Report match whenever hashes match
Never verify with character comparison
Result: O(n) guaranteed time, but might report false positives
Use when: Approximate matching is acceptable, speed is critical

Las Vegas variant (always verify):

Verify every hash match with character comparison
Result: Always correct, but O(nm) worst case
Use when: Correctness is essential (standard Rabin-Karp)

The tradeoff:

Rabin-Karp Algorithm Variants
Variant	Time Complexity	Correctness	Use Case
Monte Carlo	O(n) guaranteed	Probabilistic (may have false positives)	Probabilistic data structures, approximate matching
Las Vegas	O(n+m) expected, O(nm) worst	Always correct	Standard pattern matching

Monte Carlo applications:

The Monte Carlo variant is surprisingly useful in specific contexts:

Plagiarism detection: Finding approximate matches where a few false positives are acceptable
Data deduplication: Initial pass to identify candidate duplicates for later exact verification
Streaming data: When you can't afford to store the pattern for verification
Bloom filter-style checking: Quick membership tests with acceptable false positive rates

Making Monte Carlo reliable:

With double or triple hashing, the Monte Carlo variant becomes practically equivalent to Las Vegas:

P(false positive) = 1/(q₁ × q₂) ≈ 10^-18

In the lifetime of the universe, you won't see a false positive.

When to Skip Verification

If you're using double hashing with large primes (both > 10^9), the probability of a spurious hit is so low that verification becomes practically redundant. You can skip it for a slight speedup—though most production code keeps verification for defense-in-depth.

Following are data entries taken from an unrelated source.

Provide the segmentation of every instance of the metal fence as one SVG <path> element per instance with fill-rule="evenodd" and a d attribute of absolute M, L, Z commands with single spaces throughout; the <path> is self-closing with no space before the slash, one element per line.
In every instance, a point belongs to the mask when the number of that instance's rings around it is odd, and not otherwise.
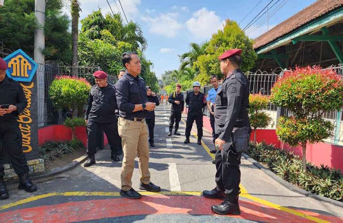
<path fill-rule="evenodd" d="M 95 84 L 93 73 L 100 67 L 61 66 L 57 63 L 39 63 L 37 71 L 38 125 L 40 127 L 58 123 L 59 114 L 53 107 L 49 94 L 49 89 L 56 76 L 75 76 L 83 78 L 91 85 Z M 117 83 L 116 76 L 109 75 L 107 81 L 112 84 Z"/>
<path fill-rule="evenodd" d="M 341 75 L 343 78 L 343 64 L 339 65 L 337 66 L 332 66 L 326 68 L 324 69 L 332 69 L 336 71 L 339 75 Z M 249 80 L 249 88 L 251 94 L 261 93 L 264 95 L 270 95 L 271 89 L 274 84 L 283 75 L 283 73 L 287 71 L 287 70 L 281 70 L 277 69 L 273 71 L 268 73 L 267 72 L 261 72 L 258 70 L 255 73 L 247 72 L 245 74 Z M 200 91 L 206 94 L 208 90 L 212 88 L 212 86 L 206 86 L 201 88 Z M 187 94 L 192 91 L 192 90 L 188 90 L 184 91 L 185 97 Z M 186 104 L 185 104 L 186 106 Z M 269 125 L 268 128 L 275 129 L 276 128 L 276 121 L 277 118 L 280 115 L 281 109 L 280 107 L 277 107 L 272 103 L 269 103 L 267 107 L 264 110 L 270 117 L 272 121 Z M 293 113 L 285 109 L 285 114 L 288 115 L 292 115 Z M 209 113 L 207 110 L 207 106 L 203 109 L 204 115 L 209 116 Z M 343 145 L 343 115 L 342 115 L 342 110 L 339 111 L 331 111 L 324 112 L 322 115 L 322 117 L 326 120 L 331 121 L 335 126 L 335 131 L 333 136 L 330 138 L 326 139 L 325 141 L 330 143 L 337 144 Z"/>

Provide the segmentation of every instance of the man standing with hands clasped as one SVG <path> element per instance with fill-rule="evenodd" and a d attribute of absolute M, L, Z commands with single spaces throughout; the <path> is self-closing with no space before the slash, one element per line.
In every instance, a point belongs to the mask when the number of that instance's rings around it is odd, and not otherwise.
<path fill-rule="evenodd" d="M 137 53 L 124 53 L 122 61 L 126 68 L 126 73 L 116 84 L 120 115 L 118 131 L 124 153 L 120 194 L 127 198 L 137 199 L 141 196 L 132 188 L 131 181 L 136 155 L 141 176 L 139 189 L 148 191 L 161 190 L 160 187 L 150 181 L 148 132 L 145 121 L 147 111 L 153 111 L 156 104 L 148 101 L 145 82 L 139 76 L 141 70 L 141 60 Z"/>
<path fill-rule="evenodd" d="M 219 134 L 215 140 L 217 186 L 211 191 L 203 191 L 202 194 L 208 198 L 224 200 L 211 208 L 212 211 L 220 215 L 241 213 L 238 196 L 242 154 L 237 151 L 237 139 L 233 141 L 232 133 L 234 128 L 247 129 L 245 137 L 248 140 L 247 135 L 251 132 L 247 109 L 249 82 L 239 68 L 241 53 L 241 49 L 231 49 L 219 57 L 221 60 L 220 70 L 226 78 L 217 91 L 215 102 L 216 133 Z M 247 142 L 243 145 L 247 147 Z"/>
<path fill-rule="evenodd" d="M 169 117 L 169 134 L 168 135 L 169 136 L 172 135 L 174 123 L 175 123 L 174 134 L 181 135 L 177 132 L 177 130 L 179 129 L 179 123 L 181 120 L 181 114 L 183 112 L 183 107 L 185 104 L 183 94 L 181 92 L 181 85 L 176 84 L 176 90 L 172 92 L 168 97 L 168 101 L 172 104 L 171 116 Z"/>

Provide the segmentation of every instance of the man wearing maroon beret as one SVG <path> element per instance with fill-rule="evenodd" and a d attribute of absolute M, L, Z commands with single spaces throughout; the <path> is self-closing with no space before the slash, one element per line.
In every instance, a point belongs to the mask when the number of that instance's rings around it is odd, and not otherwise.
<path fill-rule="evenodd" d="M 28 167 L 22 148 L 22 133 L 17 119 L 27 106 L 23 88 L 6 76 L 7 65 L 0 58 L 0 199 L 8 198 L 5 182 L 2 154 L 5 151 L 19 177 L 18 189 L 28 192 L 37 190 L 28 177 Z"/>
<path fill-rule="evenodd" d="M 111 158 L 119 162 L 118 156 L 122 154 L 122 142 L 116 137 L 116 133 L 118 132 L 116 110 L 118 107 L 116 103 L 114 86 L 107 82 L 107 74 L 102 70 L 98 70 L 93 75 L 96 85 L 91 89 L 85 115 L 89 156 L 84 165 L 86 167 L 95 163 L 97 136 L 101 130 L 105 132 L 111 147 Z"/>
<path fill-rule="evenodd" d="M 232 131 L 235 128 L 247 129 L 251 132 L 247 108 L 249 106 L 249 82 L 240 69 L 240 49 L 226 51 L 219 57 L 220 70 L 226 78 L 217 91 L 215 107 L 216 183 L 211 191 L 204 191 L 204 196 L 224 200 L 219 205 L 212 205 L 212 210 L 220 215 L 241 213 L 238 204 L 241 181 L 241 153 L 233 146 Z M 246 136 L 247 137 L 247 136 Z"/>

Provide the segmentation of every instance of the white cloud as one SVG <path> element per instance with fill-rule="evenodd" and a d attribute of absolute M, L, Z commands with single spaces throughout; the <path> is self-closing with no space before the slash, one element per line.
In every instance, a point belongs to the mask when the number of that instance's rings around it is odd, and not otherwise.
<path fill-rule="evenodd" d="M 177 6 L 176 5 L 173 5 L 172 7 L 172 9 L 173 10 L 181 10 L 183 11 L 186 12 L 189 12 L 189 8 L 187 6 Z"/>
<path fill-rule="evenodd" d="M 161 48 L 160 49 L 160 53 L 169 53 L 174 51 L 173 48 Z"/>
<path fill-rule="evenodd" d="M 209 38 L 218 29 L 222 28 L 225 21 L 220 21 L 219 16 L 214 11 L 206 8 L 193 13 L 193 17 L 186 24 L 191 32 L 198 39 Z"/>
<path fill-rule="evenodd" d="M 169 13 L 154 18 L 143 17 L 141 19 L 148 24 L 150 33 L 173 38 L 176 36 L 178 30 L 182 27 L 176 19 L 177 16 L 177 13 Z"/>
<path fill-rule="evenodd" d="M 156 11 L 156 10 L 155 10 L 155 9 L 148 9 L 148 8 L 147 8 L 147 9 L 146 9 L 146 12 L 147 13 L 148 13 L 148 14 L 153 13 L 155 12 L 155 11 Z"/>

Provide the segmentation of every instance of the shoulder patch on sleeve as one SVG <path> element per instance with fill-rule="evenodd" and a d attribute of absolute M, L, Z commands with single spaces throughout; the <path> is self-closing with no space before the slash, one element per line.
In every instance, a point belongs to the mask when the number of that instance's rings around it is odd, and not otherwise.
<path fill-rule="evenodd" d="M 231 84 L 227 87 L 227 93 L 230 94 L 236 92 L 236 85 L 234 83 Z"/>

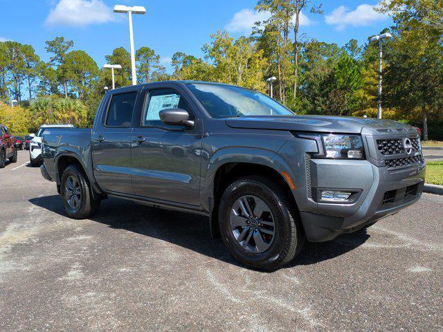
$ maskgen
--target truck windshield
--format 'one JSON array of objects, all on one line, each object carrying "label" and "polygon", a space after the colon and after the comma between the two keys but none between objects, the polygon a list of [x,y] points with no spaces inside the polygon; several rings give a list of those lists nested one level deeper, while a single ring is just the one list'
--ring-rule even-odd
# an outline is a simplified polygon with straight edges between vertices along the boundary
[{"label": "truck windshield", "polygon": [[253,90],[208,83],[187,85],[213,118],[294,114],[273,99]]}]

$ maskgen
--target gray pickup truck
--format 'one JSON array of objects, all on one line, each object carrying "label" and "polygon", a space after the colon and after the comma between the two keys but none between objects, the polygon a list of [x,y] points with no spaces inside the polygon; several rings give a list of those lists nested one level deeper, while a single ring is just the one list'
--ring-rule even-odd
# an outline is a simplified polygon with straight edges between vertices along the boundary
[{"label": "gray pickup truck", "polygon": [[421,150],[409,125],[298,116],[257,91],[177,81],[109,91],[92,129],[46,129],[41,169],[72,218],[108,196],[203,214],[237,259],[273,270],[305,239],[416,202]]}]

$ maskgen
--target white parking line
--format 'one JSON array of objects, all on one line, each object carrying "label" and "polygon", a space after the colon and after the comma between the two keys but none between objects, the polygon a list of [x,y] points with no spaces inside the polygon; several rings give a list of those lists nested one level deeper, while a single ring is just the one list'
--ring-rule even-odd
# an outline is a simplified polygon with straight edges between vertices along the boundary
[{"label": "white parking line", "polygon": [[21,164],[20,166],[17,166],[17,167],[12,168],[11,171],[15,171],[15,169],[18,169],[20,167],[23,167],[25,165],[28,165],[28,163],[29,163],[29,162],[27,161],[26,163],[24,163]]}]

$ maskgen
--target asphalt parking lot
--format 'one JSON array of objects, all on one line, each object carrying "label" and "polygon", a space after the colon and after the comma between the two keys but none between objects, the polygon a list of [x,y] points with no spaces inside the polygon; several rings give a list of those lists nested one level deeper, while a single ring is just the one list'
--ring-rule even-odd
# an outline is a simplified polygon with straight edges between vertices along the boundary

Summary: Mastering Collision Handling

We've covered hash collisions comprehensively. Let's consolidate the key insights:

Key Takeaways

•Collisions are mathematically inevitable — Pigeonhole principle guarantees them.
•Verification ensures correctness — Las Vegas variant never reports false matches.
•Spurious hits are rare with good parameters — Expected ~(n-m+1)/q collisions.
•Double hashing nearly eliminates collisions — Probability drops to ~10^-18.
•Worst case is O(nm) — Adversarial input or many actual matches.
•Monte Carlo trades correctness for speed — Useful in specific applications.
•Randomize parameters for security — Defeats adversarial collision attacks.

What's next:

Now that we understand the complete mechanics of Rabin-Karp—hashing, rolling updates, and collision handling—we're ready to analyze its complexity rigorously. The next page provides detailed time complexity analysis, including expected case, worst case, and the conditions that affect performance.

Page Complete

You now have a complete understanding of hash collisions in Rabin-Karp—why they occur, how to handle them correctly, and strategies to minimize their impact. This knowledge is essential for building robust, production-ready string matching implementations.